Micro-structure changes in rat tooth movement process through micro-computed tomography dynamic observation / 上海交通大学学报（医学版）

ABSTRACT

Objective · To observe the micro-structure changes in rat tooth movement process under different force values through Micro-CT dynamic observation. Methods · Fifteen SD adult male rats at the age of 8 weeks were divided into three groups randomly (n=5), with the left maxillary as the experimental side and the nickel titanium coil springs, fixed between the first molar and incisor where thrust augmentation was conducted respectively by 20, 50 and 100 gf (1gf=0.0098 N) for continuous 14 d to it. Rat scanning in vivo through Micro-CT was carried out at day 0, 3, 7, 10 and 14 after force values were loaded on. The root resorption crater volumes and structure parameters for bone trabecula at different time points were measured. Results · Three days after thrust augmentation was conducted, root resorption crater volume for each group had a slight increase and an obvious increase occurred from the 3rd day to the 10th day, and then a slow increase happened 10 d later; from the 7th day to the 14th day, root resorption crater volume for 100 gf stress group was obviously greater than those of the other groups with statistical differences (P<0.05).
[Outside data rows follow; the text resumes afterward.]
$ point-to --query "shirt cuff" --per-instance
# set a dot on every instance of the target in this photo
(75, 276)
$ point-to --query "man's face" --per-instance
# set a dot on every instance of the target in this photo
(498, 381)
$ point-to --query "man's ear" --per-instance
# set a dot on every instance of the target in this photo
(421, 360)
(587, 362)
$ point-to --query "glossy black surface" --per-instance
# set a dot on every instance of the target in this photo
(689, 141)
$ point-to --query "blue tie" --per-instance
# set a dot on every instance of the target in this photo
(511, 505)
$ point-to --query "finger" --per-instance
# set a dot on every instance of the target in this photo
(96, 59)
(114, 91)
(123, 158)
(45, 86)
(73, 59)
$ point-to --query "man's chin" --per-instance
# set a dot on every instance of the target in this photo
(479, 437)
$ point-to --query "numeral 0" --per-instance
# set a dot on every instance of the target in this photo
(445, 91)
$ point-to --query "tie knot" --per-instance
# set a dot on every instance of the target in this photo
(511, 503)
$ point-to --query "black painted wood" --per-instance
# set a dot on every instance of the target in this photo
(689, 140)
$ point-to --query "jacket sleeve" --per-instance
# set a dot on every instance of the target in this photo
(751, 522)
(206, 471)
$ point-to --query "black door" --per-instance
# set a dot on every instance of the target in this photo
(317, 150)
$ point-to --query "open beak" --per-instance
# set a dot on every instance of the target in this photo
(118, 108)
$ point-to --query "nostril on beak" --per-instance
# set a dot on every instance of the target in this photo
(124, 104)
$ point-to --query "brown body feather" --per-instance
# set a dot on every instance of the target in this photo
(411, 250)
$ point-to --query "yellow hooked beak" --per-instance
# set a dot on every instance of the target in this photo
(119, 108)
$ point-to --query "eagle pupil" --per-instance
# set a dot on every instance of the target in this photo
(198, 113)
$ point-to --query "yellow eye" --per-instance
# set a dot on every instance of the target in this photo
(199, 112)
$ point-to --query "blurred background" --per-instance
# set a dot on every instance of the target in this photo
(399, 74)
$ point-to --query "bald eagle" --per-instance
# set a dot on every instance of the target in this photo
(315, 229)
With time for thrust augmentation passing by, bone volume fraction at the pressure side of alveolar bone decreased gradually and bone trabecula morphology became tiny and exiguous; besides, bone trabecula gap became narrow first and broad afterwards, and trabeculae trended to change from clintheriform to rhabditiform. Furthermore, alveolar bone resorption occurred in each stress group with consistent tendency. Conclusion · Different orthodontic force values all can cause root resorption, which experiences lag phase, rapid phase and stationary phase. Over-loaded orthodontic force induces more root resorption. During the process of the tooth movement, the pressure side of alveolar bones appears reconstruction and absorption, whose variation is not related with force degree.